Personally, I wouldn't choose any of the options.
If I had to select one, I'd go for option 2, buy and resell right away for profit.
But you may not get a 17k profit, if any after costs, as you say selling will be slow due to not many owner occupiers.
 
I wouldn't buy a property than an owner occupier wouldn't want themselves. If you buy a property that only investors will buy they'll always look at it from a numbers view rather than an emotional one. That's also the case for an area that is mostly investors CG will be restricted as investors continue to buy property for the best value they can where as an area of O.O's will see prices go up as they fight for the home they love.

With that being said a profit is a profit... Depends on your situation, what your goals are and how the numbers stack up in relation to that.
 
"rent it out at 7.3% which is poor yield in my books".

7.3% yield sounds okay to me. If thats poor where do you find Good yields?
 
All things going to plan,

Buy, reno, access equity increasing the war chest for the next purchase.

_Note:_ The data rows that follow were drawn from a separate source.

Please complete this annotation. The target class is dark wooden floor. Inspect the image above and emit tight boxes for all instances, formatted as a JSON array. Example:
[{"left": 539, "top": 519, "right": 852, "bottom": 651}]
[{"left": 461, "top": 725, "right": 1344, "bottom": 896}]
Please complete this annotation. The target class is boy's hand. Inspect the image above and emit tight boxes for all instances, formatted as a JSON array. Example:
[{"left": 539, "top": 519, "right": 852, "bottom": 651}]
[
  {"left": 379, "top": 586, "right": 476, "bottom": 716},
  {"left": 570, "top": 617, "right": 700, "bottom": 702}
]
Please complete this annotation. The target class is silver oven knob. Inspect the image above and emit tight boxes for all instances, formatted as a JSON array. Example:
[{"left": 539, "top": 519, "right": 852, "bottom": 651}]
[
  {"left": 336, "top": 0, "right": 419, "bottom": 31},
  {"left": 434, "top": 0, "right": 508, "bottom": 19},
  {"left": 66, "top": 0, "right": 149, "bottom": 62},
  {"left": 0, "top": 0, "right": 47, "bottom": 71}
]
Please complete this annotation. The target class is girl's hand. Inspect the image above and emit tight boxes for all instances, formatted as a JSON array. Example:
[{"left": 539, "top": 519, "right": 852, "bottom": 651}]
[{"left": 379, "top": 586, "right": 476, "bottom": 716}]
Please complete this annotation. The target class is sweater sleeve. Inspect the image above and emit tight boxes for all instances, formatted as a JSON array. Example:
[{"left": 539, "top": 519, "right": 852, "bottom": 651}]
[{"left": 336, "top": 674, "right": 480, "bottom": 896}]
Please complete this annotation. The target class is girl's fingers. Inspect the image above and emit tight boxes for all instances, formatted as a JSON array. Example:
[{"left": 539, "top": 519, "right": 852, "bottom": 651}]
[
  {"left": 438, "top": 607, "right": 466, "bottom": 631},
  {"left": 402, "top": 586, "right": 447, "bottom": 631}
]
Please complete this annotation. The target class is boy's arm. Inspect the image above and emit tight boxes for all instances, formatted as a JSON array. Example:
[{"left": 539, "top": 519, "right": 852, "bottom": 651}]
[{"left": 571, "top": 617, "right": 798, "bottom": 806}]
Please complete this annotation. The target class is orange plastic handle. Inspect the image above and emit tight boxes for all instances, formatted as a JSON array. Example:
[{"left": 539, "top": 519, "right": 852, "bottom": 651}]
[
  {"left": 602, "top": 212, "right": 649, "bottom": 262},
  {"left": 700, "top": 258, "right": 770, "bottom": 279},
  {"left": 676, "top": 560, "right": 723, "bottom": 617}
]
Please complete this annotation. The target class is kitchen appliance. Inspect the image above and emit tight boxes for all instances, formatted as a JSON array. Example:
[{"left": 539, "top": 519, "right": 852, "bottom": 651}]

7.3% is a perfectly acceptable yield in my books. :)
 
7.3% yield isn't positive cashflow, but it all depends on the location.

In most parts of capital cities, it's an awsome yield. In the price range indicated, it could be anywhere from good to lousy.
 
7.3% yield isn't positive cashflow, but it all depends on the location.

In most parts of capital cities, it's an awsome yield. In the price range indicated, it could be anywhere from good to lousy.

Yes, yield isn't everything.
What good is 7, 8 or even 10% yield if there is no CG and continual ongoing maintenance and repair required, specially for an out of town property.